Classic Tuna Salad Recipe: Quick, Protein-Rich and Perfectly Creamy
There’s something incredibly satisfying about a well-made tuna salad. This classic tuna salad recipe delivers the perfect balance of creamy texture and savory flavor, while packing an impressive protein punch in every bite. Made with simple ingredients you likely already have in your pantry, it transforms humble canned tuna into a versatile dish that works for lunch, light dinners, or as a protein-packed snack.
Versatility At Its Best
What makes this tuna salad truly special is its adaptability.
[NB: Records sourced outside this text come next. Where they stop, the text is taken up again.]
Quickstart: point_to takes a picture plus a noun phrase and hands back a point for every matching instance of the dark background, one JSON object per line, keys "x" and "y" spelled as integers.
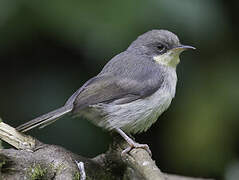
{"x": 48, "y": 49}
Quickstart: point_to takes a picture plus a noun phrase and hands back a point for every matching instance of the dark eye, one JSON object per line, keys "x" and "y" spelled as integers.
{"x": 161, "y": 48}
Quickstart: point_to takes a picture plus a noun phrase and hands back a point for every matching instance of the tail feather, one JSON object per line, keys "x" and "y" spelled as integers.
{"x": 45, "y": 119}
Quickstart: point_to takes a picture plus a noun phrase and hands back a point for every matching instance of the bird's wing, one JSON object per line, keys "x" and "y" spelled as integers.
{"x": 106, "y": 89}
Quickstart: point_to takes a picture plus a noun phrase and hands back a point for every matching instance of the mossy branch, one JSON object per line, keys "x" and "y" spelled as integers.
{"x": 34, "y": 160}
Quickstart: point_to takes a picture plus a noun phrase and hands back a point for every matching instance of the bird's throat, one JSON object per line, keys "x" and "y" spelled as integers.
{"x": 170, "y": 58}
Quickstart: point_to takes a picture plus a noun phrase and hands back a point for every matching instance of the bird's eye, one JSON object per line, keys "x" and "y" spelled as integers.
{"x": 161, "y": 48}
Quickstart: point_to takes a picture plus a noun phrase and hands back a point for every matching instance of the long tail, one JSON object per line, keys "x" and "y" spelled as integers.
{"x": 45, "y": 119}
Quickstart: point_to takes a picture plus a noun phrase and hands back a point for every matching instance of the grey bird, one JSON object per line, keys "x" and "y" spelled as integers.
{"x": 133, "y": 89}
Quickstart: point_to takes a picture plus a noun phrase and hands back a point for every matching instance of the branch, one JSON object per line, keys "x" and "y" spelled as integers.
{"x": 35, "y": 160}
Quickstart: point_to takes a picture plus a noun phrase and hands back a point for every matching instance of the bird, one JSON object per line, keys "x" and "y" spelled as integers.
{"x": 131, "y": 91}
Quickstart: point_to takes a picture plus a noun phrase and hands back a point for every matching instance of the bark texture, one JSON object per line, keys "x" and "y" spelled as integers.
{"x": 35, "y": 160}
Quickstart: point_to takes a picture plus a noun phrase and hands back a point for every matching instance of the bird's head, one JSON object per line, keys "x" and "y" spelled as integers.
{"x": 162, "y": 46}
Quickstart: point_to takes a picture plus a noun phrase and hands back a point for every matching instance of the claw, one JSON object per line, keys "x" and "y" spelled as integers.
{"x": 132, "y": 143}
{"x": 136, "y": 145}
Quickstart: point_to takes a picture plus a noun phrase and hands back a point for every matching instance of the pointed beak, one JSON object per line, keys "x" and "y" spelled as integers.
{"x": 184, "y": 47}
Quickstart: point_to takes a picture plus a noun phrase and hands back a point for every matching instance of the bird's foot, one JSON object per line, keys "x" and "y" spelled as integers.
{"x": 132, "y": 143}
{"x": 136, "y": 145}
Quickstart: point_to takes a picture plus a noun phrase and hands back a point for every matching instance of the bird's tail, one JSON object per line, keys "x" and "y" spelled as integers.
{"x": 45, "y": 119}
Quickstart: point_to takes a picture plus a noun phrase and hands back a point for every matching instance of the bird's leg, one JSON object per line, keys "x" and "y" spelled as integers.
{"x": 132, "y": 143}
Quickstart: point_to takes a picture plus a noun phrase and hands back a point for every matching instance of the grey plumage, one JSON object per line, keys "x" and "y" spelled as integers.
{"x": 131, "y": 91}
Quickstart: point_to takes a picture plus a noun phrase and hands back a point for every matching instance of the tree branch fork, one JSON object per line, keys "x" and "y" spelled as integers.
{"x": 34, "y": 160}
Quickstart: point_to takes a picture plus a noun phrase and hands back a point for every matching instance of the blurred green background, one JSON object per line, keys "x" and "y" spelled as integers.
{"x": 48, "y": 49}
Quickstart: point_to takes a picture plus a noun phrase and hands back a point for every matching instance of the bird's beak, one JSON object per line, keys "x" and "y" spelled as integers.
{"x": 183, "y": 47}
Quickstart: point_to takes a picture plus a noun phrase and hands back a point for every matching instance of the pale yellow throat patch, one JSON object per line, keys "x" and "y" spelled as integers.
{"x": 170, "y": 58}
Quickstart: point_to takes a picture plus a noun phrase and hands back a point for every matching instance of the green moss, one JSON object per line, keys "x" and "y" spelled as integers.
{"x": 76, "y": 176}
{"x": 36, "y": 172}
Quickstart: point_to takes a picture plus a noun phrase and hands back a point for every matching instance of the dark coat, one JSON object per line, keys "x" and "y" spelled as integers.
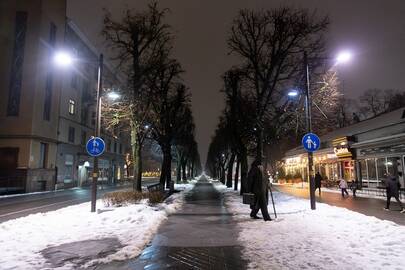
{"x": 318, "y": 180}
{"x": 257, "y": 184}
{"x": 392, "y": 186}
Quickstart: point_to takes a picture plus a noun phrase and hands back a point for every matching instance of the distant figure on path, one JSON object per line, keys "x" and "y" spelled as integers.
{"x": 258, "y": 185}
{"x": 353, "y": 187}
{"x": 318, "y": 182}
{"x": 392, "y": 187}
{"x": 343, "y": 187}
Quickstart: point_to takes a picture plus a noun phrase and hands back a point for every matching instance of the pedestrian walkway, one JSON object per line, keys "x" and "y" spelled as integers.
{"x": 366, "y": 206}
{"x": 202, "y": 235}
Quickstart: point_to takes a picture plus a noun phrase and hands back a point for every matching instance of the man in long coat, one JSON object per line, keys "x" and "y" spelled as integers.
{"x": 258, "y": 185}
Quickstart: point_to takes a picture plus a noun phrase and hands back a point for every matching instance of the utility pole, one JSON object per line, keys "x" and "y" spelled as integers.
{"x": 97, "y": 133}
{"x": 308, "y": 106}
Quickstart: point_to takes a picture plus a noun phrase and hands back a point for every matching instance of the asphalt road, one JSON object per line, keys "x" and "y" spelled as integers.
{"x": 20, "y": 206}
{"x": 366, "y": 206}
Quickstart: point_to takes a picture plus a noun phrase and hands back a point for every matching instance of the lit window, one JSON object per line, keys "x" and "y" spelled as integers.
{"x": 71, "y": 106}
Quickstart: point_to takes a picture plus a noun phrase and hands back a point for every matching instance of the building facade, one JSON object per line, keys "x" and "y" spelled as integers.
{"x": 47, "y": 114}
{"x": 368, "y": 151}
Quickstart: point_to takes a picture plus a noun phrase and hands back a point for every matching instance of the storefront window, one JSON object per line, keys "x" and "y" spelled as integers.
{"x": 392, "y": 166}
{"x": 363, "y": 168}
{"x": 381, "y": 170}
{"x": 371, "y": 169}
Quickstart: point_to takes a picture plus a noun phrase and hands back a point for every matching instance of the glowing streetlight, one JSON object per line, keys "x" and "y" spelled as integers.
{"x": 293, "y": 93}
{"x": 343, "y": 57}
{"x": 113, "y": 95}
{"x": 63, "y": 59}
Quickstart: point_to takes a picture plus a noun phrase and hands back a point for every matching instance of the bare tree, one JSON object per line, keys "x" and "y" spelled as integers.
{"x": 138, "y": 41}
{"x": 271, "y": 45}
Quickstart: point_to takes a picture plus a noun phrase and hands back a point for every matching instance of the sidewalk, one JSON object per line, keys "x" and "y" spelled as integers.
{"x": 366, "y": 206}
{"x": 202, "y": 235}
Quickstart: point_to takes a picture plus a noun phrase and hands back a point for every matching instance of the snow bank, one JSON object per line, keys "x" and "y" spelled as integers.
{"x": 327, "y": 238}
{"x": 22, "y": 239}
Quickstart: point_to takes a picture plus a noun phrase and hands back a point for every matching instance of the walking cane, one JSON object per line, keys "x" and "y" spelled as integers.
{"x": 272, "y": 200}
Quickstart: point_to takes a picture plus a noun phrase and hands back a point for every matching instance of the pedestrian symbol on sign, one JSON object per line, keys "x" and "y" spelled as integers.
{"x": 311, "y": 142}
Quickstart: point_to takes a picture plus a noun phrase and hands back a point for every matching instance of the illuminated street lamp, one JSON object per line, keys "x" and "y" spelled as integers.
{"x": 113, "y": 95}
{"x": 342, "y": 58}
{"x": 64, "y": 59}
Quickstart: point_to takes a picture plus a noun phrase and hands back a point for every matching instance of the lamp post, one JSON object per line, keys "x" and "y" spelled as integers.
{"x": 342, "y": 57}
{"x": 64, "y": 59}
{"x": 97, "y": 132}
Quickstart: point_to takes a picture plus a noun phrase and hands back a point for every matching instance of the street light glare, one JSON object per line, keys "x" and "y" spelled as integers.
{"x": 293, "y": 93}
{"x": 63, "y": 59}
{"x": 113, "y": 95}
{"x": 343, "y": 57}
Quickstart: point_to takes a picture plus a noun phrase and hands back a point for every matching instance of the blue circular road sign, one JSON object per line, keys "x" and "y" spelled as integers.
{"x": 95, "y": 146}
{"x": 311, "y": 142}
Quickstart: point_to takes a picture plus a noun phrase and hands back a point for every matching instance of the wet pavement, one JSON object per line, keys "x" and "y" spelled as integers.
{"x": 202, "y": 235}
{"x": 366, "y": 206}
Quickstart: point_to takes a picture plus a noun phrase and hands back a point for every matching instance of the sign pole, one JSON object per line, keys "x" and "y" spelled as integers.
{"x": 309, "y": 130}
{"x": 97, "y": 134}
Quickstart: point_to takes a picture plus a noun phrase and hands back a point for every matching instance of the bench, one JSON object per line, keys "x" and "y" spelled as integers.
{"x": 154, "y": 187}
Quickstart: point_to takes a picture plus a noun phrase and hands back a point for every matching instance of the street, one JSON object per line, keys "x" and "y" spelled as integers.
{"x": 20, "y": 206}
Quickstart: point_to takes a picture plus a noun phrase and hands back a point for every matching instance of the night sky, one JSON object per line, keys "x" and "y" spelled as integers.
{"x": 374, "y": 30}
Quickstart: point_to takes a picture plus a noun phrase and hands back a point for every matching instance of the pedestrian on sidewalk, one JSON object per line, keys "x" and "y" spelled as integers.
{"x": 258, "y": 185}
{"x": 392, "y": 187}
{"x": 343, "y": 187}
{"x": 353, "y": 187}
{"x": 318, "y": 182}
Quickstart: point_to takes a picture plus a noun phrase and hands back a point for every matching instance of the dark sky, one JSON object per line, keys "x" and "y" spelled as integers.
{"x": 374, "y": 30}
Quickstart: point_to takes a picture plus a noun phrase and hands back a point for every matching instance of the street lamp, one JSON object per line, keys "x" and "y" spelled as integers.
{"x": 342, "y": 57}
{"x": 64, "y": 59}
{"x": 113, "y": 95}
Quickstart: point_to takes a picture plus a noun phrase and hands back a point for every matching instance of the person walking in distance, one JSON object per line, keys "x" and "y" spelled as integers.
{"x": 392, "y": 187}
{"x": 318, "y": 182}
{"x": 353, "y": 187}
{"x": 258, "y": 185}
{"x": 343, "y": 187}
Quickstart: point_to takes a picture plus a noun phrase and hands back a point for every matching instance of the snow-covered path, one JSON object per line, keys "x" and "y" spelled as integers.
{"x": 328, "y": 238}
{"x": 22, "y": 239}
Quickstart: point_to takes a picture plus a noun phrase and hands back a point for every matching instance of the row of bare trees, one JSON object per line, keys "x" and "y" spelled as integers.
{"x": 154, "y": 102}
{"x": 259, "y": 118}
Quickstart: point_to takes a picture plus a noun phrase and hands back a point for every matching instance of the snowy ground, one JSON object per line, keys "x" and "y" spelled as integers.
{"x": 328, "y": 238}
{"x": 134, "y": 225}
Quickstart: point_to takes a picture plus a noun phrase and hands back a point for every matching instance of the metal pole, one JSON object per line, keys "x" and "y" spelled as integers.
{"x": 97, "y": 133}
{"x": 311, "y": 179}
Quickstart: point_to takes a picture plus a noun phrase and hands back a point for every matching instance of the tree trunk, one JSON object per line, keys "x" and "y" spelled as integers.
{"x": 183, "y": 165}
{"x": 236, "y": 180}
{"x": 134, "y": 153}
{"x": 259, "y": 146}
{"x": 243, "y": 170}
{"x": 138, "y": 165}
{"x": 230, "y": 169}
{"x": 222, "y": 175}
{"x": 178, "y": 177}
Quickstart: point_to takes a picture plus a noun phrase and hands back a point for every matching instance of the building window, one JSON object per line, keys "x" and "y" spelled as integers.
{"x": 14, "y": 91}
{"x": 71, "y": 106}
{"x": 73, "y": 81}
{"x": 43, "y": 155}
{"x": 84, "y": 137}
{"x": 93, "y": 118}
{"x": 71, "y": 137}
{"x": 49, "y": 74}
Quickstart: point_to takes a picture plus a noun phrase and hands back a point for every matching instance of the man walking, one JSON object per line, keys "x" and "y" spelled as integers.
{"x": 392, "y": 187}
{"x": 318, "y": 182}
{"x": 259, "y": 187}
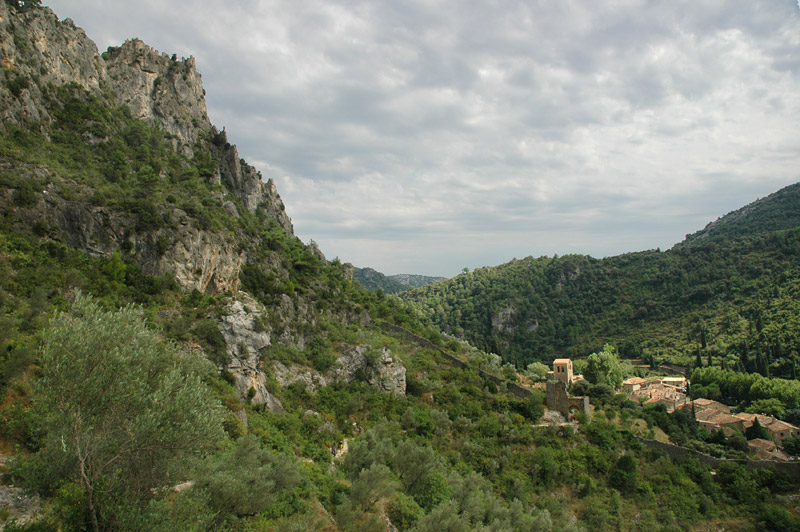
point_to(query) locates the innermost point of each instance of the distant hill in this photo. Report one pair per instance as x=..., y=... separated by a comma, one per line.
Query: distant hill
x=391, y=284
x=730, y=291
x=778, y=211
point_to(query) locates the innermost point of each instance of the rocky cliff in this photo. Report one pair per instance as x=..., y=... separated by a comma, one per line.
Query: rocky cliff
x=189, y=214
x=37, y=50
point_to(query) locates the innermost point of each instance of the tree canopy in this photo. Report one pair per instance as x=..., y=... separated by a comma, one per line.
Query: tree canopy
x=123, y=411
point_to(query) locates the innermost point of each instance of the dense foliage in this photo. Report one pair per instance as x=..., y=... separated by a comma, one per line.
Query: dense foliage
x=733, y=301
x=119, y=423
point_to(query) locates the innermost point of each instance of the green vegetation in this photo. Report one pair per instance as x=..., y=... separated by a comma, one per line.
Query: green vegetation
x=122, y=415
x=731, y=299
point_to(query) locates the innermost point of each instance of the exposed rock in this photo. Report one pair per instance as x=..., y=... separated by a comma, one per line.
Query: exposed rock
x=18, y=506
x=35, y=45
x=36, y=49
x=378, y=368
x=246, y=183
x=160, y=89
x=202, y=260
x=348, y=270
x=245, y=340
x=288, y=375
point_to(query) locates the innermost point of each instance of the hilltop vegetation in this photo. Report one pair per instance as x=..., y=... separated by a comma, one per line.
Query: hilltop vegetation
x=130, y=251
x=731, y=296
x=392, y=284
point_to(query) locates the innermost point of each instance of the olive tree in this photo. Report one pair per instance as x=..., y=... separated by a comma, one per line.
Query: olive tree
x=604, y=367
x=123, y=411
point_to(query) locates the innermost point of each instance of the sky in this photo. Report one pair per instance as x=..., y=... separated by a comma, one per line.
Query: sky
x=435, y=135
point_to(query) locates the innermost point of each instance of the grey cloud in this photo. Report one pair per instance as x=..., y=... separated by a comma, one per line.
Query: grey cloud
x=440, y=135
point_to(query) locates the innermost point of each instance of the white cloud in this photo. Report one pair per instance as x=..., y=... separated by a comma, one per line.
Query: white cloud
x=428, y=136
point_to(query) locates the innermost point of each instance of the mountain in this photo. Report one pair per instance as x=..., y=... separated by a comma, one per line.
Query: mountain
x=173, y=357
x=734, y=284
x=392, y=284
x=779, y=211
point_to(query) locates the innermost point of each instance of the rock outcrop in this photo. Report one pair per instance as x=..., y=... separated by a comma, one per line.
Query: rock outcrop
x=377, y=368
x=160, y=89
x=37, y=49
x=246, y=339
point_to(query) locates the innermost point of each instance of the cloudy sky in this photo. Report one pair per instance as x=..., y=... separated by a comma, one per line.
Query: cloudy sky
x=427, y=136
Whether you’re spreading it on whole grain bread for a sandwich, scooping it onto crisp lettuce leaves for a low-carb option, or serving it alongside fresh vegetables, this recipe delivers consistent results. The low sodium salad dressing options we’ll explore make it a healthier choice without sacrificing flavor.
Ingredients for the Perfect Tuna Salad
Quality Ingredients Make All the Difference
- 4 (5-ounce) cans tuna packed in water, drained (see note about tuna varieties)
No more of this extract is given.